Thanks for a great post to see in the new year. “Capitalism has only existed for a few hundred years, and its reign will end, as did feudalism before it”, lets hope and work to ensure it’s a fairer and more humanitarian system that replaces the most bloody and infamous system that humanity has ever seen. Here’s to optimism!
Realy good post, with which I have a small quibble: could comrades try and ensure we use gender neutral language in posts? It’s not the most important thing in the struggle against patriarchy, but phrases like the “exploitation of man by man” and “the exploitation of nature by man” unwittingly help reinforce a patriarchal world view that men are the norm and that women are the Other. Just because I’m a Marxist doesn’t mean I need to replicate all the 19th century terminology used by Marx and Engels. Besides which, both the exploited and exploiter classes globally contain plenty of women.
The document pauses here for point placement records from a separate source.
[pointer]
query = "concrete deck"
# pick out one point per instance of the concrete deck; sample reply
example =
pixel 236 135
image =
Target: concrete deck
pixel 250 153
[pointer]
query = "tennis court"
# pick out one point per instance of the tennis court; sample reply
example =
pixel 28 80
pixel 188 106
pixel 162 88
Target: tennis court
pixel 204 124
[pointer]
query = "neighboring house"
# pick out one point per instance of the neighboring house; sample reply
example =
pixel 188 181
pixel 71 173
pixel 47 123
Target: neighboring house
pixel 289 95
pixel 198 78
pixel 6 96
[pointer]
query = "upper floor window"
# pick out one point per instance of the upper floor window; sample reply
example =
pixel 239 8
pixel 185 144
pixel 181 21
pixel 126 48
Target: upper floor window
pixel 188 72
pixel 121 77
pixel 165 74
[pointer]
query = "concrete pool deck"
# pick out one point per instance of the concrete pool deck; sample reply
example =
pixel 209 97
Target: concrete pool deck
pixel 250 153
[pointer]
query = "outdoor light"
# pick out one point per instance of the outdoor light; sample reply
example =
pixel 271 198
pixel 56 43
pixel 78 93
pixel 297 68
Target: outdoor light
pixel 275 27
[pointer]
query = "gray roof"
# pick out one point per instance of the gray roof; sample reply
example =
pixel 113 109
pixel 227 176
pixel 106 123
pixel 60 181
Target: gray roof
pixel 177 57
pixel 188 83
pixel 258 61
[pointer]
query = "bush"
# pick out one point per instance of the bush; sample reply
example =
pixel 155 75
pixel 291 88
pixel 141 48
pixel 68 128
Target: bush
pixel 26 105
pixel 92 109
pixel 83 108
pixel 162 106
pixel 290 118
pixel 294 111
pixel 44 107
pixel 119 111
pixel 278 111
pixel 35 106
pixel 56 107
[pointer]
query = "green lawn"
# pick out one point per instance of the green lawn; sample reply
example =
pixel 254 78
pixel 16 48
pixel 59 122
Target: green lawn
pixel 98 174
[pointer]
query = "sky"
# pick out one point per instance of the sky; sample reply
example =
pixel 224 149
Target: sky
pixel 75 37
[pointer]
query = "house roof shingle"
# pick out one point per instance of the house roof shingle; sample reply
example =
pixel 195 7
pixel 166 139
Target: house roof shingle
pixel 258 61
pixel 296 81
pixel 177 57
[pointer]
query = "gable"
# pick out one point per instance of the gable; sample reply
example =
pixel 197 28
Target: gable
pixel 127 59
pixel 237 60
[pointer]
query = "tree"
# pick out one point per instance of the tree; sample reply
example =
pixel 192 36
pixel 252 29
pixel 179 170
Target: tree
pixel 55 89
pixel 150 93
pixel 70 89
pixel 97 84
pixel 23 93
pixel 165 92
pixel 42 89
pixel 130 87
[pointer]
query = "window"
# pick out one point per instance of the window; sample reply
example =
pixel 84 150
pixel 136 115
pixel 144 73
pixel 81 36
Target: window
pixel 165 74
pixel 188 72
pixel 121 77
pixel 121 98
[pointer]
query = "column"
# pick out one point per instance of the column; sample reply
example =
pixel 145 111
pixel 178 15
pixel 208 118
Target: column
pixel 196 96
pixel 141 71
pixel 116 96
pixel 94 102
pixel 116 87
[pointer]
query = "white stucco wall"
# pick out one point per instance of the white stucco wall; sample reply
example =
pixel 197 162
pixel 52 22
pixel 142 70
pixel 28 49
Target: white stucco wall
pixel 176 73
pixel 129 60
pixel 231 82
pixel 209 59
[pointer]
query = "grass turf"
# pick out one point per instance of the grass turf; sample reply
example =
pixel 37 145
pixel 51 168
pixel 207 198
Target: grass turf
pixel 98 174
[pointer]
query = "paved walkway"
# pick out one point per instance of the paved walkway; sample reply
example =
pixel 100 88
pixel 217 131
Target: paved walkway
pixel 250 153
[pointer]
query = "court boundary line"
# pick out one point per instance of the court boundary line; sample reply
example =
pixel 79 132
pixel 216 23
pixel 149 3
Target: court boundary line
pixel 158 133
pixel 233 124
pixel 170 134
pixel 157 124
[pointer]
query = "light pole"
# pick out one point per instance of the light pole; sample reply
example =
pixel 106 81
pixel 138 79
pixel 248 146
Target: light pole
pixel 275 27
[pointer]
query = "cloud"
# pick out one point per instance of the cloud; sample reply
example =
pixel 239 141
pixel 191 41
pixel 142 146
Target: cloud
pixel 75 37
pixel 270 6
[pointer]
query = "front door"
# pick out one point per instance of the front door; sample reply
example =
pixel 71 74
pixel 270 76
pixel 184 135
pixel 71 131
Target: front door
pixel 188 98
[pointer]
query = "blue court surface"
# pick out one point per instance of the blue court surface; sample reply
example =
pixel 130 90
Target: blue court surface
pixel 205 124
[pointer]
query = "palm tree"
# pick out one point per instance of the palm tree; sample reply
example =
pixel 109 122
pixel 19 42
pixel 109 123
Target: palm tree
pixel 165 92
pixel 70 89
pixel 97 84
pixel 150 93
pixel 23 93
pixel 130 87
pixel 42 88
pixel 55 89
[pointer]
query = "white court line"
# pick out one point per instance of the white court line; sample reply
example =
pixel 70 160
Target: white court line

I just think the use of the term “human” (as in most of the rest of the article) is much more accurate, conveys a better sense of what we are (an intelligent social species of Earth, not some mystical force of progress), and sets a better precedent for seeing the human species for what it is – composed of both men and women.
I was part of a debate on this in uni recently, when someone was doing a presentation on 19th century sociologists and kept using the term man again and again when he meant humans, and the teacher stepped in to ask for gender neutral language. As he pointed out, it’s standard practice now, at least in the social sciences.
As I said though, it’s a great post, and I wouldn’t want this small criticism to come across like I thought otherwise!
Hi Jack,
I actually agree with you that I should be using gender-neutral terms throughout the above post. I think it’s more than a quibble, and although I would partly put it down to writing the post during the wee hours (and so not critically reflecting back on it before publishing), I also think it shows just how deeply rooted patriachal terms are in our language still are. Pointing it out is important because it helps us to critically reflect on the issue and increase awareness of gender (in)equality in language. In fact, just think of Spanish, where a group of male friends are called “amigos”, a group of female friends are called “amigas”, and a mixed group of friends are called “amigos”: the male term is the norm, and such omission or second-class-status of the feminine gender pervades the language.
Anyway, thanks for pointing that out to me, I’ll take it into greater account in my future posts.
No problem Ewan, it’s easily done, which is why pointing out to people is constructive.
Since we are pointing out sexist language, why the persistent deployment of the word ‘cunt’, and derivatives of it, on this blog? Is it not sexist?
Actualy while I’m asking that question let me do another. In his comment on this post Jack refers to himself as a Marxist. In another someone refers to his politics as ‘post-leninist’. What do these two terms mean? what is leninism and why do we need to move beyond it?
John, in the cultural context of Glasgow, the C word is no more offensive than any other term of abuse, and is in fact used regularly in a non-abusive manner e.g. “they’re chucking cunts out for swearing”. It is not inherently sexist.
Leninism was clearly a model of organising based on early 20th-Century conditions in Tsarist Russia. The concept of a tightly controlled unit, taking directions from an all-powerful centre, with uniformity of message from the rank-and-file, is unnecessary and unhelpful in 21st-Century Scotland.
Lol, I’m glad someone else picked up the ball on answering that one, there’s few things I find more boring than debating the use of the word “cunt”. I think it goes to a big part of the point of this site – attempting to write in a vernacular way that connects with normal Scottish young folk. Part of that is that the blog uses the word cunt the same way they do.
Btw, I’d say it’s more than just Glasgow, it’s all of Scotland. As the playwright Gregory Burke once said about the use of the word in Fife – “It’s a comma to us.”